Transport Canada defines distracted driving as what happens “when a driver’s attention is taken away from the driving task because they are focused on something else.”
Distracted driving isn’t just about cell phones. Think of what you see each day as a professional driver—people eating, drinking, shaving, applying makeup while driving. In other areas of our lives, doing two or more things at once is called multi-tasking; many people consider it a special skill. But it’s not and doing it behind the wheel is a bad idea.
The truth is, our brains are not meant to do more than one thing at a time. A Stanford University study found multi-tasking is actually less productive than doing one thing at a time. The research showed when people are regularly overloaded with information, especially electronic information, they cannot pay attention, recall information, or switch tasks as well as those who complete one task at a time.
Those who think they have a gift for multi-tasking are just kidding themselves. The Stanford study compared people based on how much they multi-task and their belief that they perform well. The results showed that heavy multi-taskers were actually worse at multi-tasking than those who preferred to do one thing at a time. It also showed multi-taskers had more trouble getting organized and filtering out unnecessary information and were slower at switching from task to task.
Additional research at the University of London showed multi-tasking actually lowers IQ. They studied people multi-tasking during activities that require thinking and found men lose about 10 IQ points while they multi-task (women are less affected). At first, the research suggested this effect was temporary, but new research by the University of Sussex found that heavy multi-taskers have less brain density in the area of the brain responsible for understanding, empathy, and emotional control.
Professional drivers become so good at frequent driving tasks they don’t have to think about doing them, such as using the turning indicator or checking mirrors before changing lanes. You do it without conscious effort. But if you add another task—talking on your phone, listening to your GPS, eating—you put pressure on your brain to keep the automatic processes going plus do the other things. The more pressure you apply, the more errors you’ll make and the less ability you’ll have to perform the task well.
Clearly, multi-tasking behind the wheel—or driving while distracted—is not a good practice. Just driving requires a lot from your brain—it’s busy understanding your surroundings, coordinating your movements, remembering related experiences, and analyzing options for things that could happen.

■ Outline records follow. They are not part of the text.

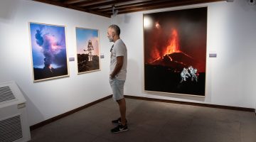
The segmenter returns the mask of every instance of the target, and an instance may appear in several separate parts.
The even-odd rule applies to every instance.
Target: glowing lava
[[[164,51],[164,56],[173,53],[181,53],[178,45],[178,32],[176,29],[172,31],[171,38],[169,40],[169,45],[165,49],[165,51]]]
[[[159,25],[159,26],[160,27]],[[156,25],[156,27],[157,27],[157,25]],[[157,50],[157,45],[154,45],[154,48],[153,48],[153,50],[151,53],[151,56],[154,59],[151,62],[150,62],[151,63],[163,58],[166,55],[181,52],[179,47],[179,39],[177,30],[172,30],[171,34],[170,35],[170,39],[168,40],[167,45],[168,45],[166,48],[163,48],[161,50]],[[170,60],[172,60],[171,58]]]

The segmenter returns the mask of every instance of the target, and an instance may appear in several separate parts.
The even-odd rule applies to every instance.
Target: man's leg
[[[117,101],[118,105],[119,106],[119,111],[121,114],[121,123],[122,125],[124,126],[126,124],[126,102],[125,99],[123,98],[122,99]]]

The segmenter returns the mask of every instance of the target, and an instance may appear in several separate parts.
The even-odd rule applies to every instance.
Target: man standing
[[[127,66],[127,50],[120,39],[120,28],[117,25],[111,25],[107,29],[107,38],[114,45],[110,49],[110,84],[113,92],[113,99],[119,107],[121,117],[112,122],[117,126],[112,129],[112,133],[128,130],[126,119],[126,102],[124,97],[124,85],[126,80]]]

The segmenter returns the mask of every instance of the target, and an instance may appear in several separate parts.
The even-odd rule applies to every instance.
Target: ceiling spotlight
[[[116,16],[118,13],[118,10],[116,9],[116,8],[114,7],[114,6],[112,6],[112,16]]]

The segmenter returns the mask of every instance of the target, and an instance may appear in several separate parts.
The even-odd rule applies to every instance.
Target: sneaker
[[[117,120],[113,120],[113,121],[112,121],[112,122],[113,124],[115,124],[115,125],[121,124],[121,118],[119,117]],[[127,120],[125,120],[125,124],[127,124]]]
[[[111,132],[117,133],[120,133],[122,131],[126,131],[127,130],[128,130],[127,124],[125,124],[124,126],[123,126],[122,124],[119,124],[115,128],[111,129]]]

The need to pay attention keeps your prefrontal cortex active while you drive. That section spans both sides of the brain, which work together to keep you focused. But when you divide your focus, you force the two sides to work separately. You lose focus; you’re distracted.
Doing two or more things at once makes your brain switch its attention frequently. The more you multi-task, the more difficult it becomes to focus on one thing. When you lose focus, getting your mind back on track takes time. When you’re steering tons of machinery down a road at 80 kph, taking five seconds to look at your phone and then refocus is like driving the length of a football field blindfolded.
In BC, distraction causes 27% of annual traffic fatalities—that’s 81 deaths. Speeding causes 94 deaths and impaired driving 78. Research has shown that you lose 50% of your awareness when you talk on a cellphone while driving and are five times more likely to crash. In a 2015 Ipsos survey, 90% of BC drivers surveyed rated texting as more dangerous than drinking and driving but 20% of them admitted doing it. Apparently, people think only other people are dangerous when they drive distracted.
Know the brain’s limitations. Don’t multi-task behind the wheel.